In what way and how much the postural system influences the vocal emission is a mystery that has not yet been fully revealed. Nevertheless, it is interesting to evaluate – under conditions of zero gravity – how the characteristics of the singer can be different with respect to the same action, which is expressed on Planet Earth.
A singer in the space? Well, this is the Col Chris Hadfield who released a music video recorded of the famous “Space Oddity”, by David Bowie.
My doubts about the recording of the vocal track have been clarified by the staff, confirming that the take of the voice track was recorded on the Station,
therefore under conditions of zero gravity and without the commitment of the muscular system with postural antigravity purposes.
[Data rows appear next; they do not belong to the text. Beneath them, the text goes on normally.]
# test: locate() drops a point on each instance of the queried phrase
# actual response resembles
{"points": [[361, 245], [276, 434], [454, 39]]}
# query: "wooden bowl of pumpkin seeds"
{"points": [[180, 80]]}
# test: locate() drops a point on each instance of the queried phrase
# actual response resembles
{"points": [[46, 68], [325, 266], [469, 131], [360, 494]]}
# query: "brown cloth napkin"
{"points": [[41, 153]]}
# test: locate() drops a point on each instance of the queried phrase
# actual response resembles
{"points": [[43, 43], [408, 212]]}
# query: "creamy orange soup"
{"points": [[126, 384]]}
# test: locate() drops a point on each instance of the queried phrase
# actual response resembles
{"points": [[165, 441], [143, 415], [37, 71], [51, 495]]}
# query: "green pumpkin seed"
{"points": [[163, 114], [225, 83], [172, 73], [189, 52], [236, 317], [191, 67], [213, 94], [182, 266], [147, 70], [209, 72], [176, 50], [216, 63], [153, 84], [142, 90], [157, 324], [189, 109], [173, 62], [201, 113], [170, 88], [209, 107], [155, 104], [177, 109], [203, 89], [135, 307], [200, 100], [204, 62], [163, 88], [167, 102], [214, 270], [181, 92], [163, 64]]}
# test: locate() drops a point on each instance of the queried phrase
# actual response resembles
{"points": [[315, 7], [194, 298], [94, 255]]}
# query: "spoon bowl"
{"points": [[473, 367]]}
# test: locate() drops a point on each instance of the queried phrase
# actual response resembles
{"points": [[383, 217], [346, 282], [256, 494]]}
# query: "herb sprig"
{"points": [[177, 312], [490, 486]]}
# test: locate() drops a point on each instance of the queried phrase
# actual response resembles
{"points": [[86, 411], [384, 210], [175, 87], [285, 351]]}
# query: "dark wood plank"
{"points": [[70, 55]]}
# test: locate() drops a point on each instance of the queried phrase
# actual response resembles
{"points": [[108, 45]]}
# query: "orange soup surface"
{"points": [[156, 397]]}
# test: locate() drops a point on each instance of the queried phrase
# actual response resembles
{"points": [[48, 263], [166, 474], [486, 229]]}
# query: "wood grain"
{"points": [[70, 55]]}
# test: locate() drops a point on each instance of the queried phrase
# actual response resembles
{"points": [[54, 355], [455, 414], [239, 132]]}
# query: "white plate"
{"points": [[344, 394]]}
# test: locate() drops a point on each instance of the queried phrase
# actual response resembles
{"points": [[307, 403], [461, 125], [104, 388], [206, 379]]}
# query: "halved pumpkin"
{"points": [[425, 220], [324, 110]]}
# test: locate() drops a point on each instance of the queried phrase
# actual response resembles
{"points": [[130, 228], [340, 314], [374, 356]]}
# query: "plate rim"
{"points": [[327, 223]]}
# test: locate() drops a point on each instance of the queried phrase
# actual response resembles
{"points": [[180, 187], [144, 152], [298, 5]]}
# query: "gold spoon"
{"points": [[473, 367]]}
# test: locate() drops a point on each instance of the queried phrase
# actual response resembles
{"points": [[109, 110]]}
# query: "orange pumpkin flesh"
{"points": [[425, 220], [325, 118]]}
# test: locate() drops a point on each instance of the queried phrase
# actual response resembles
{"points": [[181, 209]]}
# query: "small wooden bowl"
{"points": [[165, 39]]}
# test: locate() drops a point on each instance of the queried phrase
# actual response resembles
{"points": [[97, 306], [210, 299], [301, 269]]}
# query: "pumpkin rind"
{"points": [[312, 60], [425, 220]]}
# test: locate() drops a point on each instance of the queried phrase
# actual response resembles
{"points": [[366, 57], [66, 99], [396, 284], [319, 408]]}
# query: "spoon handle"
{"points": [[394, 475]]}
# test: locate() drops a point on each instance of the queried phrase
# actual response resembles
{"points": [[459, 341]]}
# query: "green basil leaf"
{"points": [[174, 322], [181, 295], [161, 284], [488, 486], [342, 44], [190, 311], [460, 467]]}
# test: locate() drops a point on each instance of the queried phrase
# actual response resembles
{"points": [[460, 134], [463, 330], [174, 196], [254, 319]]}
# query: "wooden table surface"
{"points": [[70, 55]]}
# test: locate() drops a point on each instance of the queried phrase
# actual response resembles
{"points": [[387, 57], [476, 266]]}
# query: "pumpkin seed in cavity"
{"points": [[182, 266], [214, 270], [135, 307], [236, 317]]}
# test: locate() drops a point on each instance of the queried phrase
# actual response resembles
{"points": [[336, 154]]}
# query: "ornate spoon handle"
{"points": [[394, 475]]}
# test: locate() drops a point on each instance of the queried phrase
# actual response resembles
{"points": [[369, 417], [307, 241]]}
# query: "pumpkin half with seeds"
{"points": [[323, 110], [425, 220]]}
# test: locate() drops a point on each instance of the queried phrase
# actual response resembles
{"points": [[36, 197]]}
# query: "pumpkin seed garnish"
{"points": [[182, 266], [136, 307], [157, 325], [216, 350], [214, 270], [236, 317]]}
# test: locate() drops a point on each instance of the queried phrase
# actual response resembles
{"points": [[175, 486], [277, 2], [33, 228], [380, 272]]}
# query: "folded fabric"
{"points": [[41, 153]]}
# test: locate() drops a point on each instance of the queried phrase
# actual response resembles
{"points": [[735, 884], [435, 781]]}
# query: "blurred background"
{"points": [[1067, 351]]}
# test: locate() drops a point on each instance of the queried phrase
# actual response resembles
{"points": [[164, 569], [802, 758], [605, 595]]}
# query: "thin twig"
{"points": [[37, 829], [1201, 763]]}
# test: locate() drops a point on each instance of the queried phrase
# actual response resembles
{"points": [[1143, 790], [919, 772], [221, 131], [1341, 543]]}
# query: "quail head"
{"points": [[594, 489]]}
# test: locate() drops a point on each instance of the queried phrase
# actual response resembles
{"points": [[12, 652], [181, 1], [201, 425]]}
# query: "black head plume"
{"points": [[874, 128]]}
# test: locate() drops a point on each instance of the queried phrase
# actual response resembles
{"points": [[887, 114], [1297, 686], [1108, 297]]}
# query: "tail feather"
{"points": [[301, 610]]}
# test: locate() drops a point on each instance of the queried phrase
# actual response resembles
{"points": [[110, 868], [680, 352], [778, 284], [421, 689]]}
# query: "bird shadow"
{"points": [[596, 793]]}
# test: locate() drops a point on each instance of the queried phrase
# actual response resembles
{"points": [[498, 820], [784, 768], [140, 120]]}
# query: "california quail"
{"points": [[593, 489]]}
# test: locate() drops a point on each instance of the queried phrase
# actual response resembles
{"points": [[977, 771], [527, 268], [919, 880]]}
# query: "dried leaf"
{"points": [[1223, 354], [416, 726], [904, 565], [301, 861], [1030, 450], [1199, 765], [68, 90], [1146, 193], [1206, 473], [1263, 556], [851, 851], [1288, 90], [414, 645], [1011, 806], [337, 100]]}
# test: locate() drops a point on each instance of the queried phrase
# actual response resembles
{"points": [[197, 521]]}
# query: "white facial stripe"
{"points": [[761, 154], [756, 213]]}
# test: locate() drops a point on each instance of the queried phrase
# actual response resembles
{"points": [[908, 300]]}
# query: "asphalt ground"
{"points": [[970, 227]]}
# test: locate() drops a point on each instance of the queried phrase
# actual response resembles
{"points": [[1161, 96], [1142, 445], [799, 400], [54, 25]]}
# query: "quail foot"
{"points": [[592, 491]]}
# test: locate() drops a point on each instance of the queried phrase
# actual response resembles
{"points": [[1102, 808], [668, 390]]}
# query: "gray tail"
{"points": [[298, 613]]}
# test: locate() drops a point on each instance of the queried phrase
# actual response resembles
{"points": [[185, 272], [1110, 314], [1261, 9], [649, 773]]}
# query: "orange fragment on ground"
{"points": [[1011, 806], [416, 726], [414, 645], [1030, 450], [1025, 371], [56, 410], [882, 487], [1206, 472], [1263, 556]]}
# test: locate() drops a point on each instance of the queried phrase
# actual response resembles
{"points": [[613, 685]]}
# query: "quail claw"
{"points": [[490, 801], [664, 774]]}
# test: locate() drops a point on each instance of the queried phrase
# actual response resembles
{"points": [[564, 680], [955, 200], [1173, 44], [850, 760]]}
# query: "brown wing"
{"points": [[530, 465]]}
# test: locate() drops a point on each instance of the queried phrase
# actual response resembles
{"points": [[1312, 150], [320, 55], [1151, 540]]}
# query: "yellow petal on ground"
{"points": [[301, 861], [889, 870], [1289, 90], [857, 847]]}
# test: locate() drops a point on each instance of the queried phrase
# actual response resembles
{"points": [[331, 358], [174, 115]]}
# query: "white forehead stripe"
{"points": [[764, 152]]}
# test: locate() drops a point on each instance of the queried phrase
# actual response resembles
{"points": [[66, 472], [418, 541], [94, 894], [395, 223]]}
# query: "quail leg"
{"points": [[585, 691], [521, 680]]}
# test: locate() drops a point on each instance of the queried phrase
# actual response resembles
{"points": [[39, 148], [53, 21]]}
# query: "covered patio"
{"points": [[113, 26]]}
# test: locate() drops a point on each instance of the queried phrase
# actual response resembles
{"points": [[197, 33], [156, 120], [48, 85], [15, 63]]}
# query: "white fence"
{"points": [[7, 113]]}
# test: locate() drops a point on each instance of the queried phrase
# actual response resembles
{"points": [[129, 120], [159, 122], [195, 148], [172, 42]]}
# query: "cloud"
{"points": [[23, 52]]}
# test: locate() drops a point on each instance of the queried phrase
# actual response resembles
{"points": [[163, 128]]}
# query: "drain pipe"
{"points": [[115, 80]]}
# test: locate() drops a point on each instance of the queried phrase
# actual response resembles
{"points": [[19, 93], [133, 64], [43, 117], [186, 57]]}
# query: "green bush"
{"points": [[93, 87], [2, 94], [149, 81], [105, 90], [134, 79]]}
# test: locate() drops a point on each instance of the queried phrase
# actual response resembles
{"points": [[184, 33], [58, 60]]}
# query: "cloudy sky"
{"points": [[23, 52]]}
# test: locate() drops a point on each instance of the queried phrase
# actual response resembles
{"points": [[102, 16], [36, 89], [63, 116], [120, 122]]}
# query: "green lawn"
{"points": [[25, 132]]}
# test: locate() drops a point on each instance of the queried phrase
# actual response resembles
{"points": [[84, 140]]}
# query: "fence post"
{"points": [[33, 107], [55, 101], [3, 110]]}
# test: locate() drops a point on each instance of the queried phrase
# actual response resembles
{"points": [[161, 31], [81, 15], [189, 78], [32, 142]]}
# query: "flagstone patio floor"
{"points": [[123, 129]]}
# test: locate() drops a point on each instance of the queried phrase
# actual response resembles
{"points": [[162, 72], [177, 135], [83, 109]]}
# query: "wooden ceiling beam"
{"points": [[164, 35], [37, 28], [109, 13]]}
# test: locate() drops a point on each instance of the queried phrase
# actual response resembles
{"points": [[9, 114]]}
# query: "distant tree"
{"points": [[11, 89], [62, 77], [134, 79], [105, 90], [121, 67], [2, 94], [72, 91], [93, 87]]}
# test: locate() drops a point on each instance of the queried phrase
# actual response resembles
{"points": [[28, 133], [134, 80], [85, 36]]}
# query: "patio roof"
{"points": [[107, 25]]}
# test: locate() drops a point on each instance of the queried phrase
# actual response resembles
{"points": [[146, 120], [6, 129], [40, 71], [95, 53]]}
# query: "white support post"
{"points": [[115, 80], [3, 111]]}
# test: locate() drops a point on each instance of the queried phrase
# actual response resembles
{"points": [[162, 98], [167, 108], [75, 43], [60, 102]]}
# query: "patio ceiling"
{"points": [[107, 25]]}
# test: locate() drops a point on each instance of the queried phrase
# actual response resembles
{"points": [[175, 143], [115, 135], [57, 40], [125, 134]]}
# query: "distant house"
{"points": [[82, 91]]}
Link to the video of “Space Oddity”
Most interestingly, he sings and publishes songs, available on his website http://chrishadfield.ca/music/
It is now up to yourselves to evaluate vocal characteristics under conditions of zero gravity with respect to those on Planet Earth.
Do the characteristics change? Yes, in my view, yes. We need to work on how to objectively assess them.
The postural system, under normal conditions on Earth, acts as structural support and as synergistic element for the vocal emission. Under conditions of zero gravity the support function fails and the postural scheme that is typical of the astronauts prevails, in hip and knee flexion, as can be seen in the video and in the photos. This may cause the modification of vocal characteristics in song.
We move more on the boundaries of knowledge. If the song “feeds on support”, we feed on our curiosity.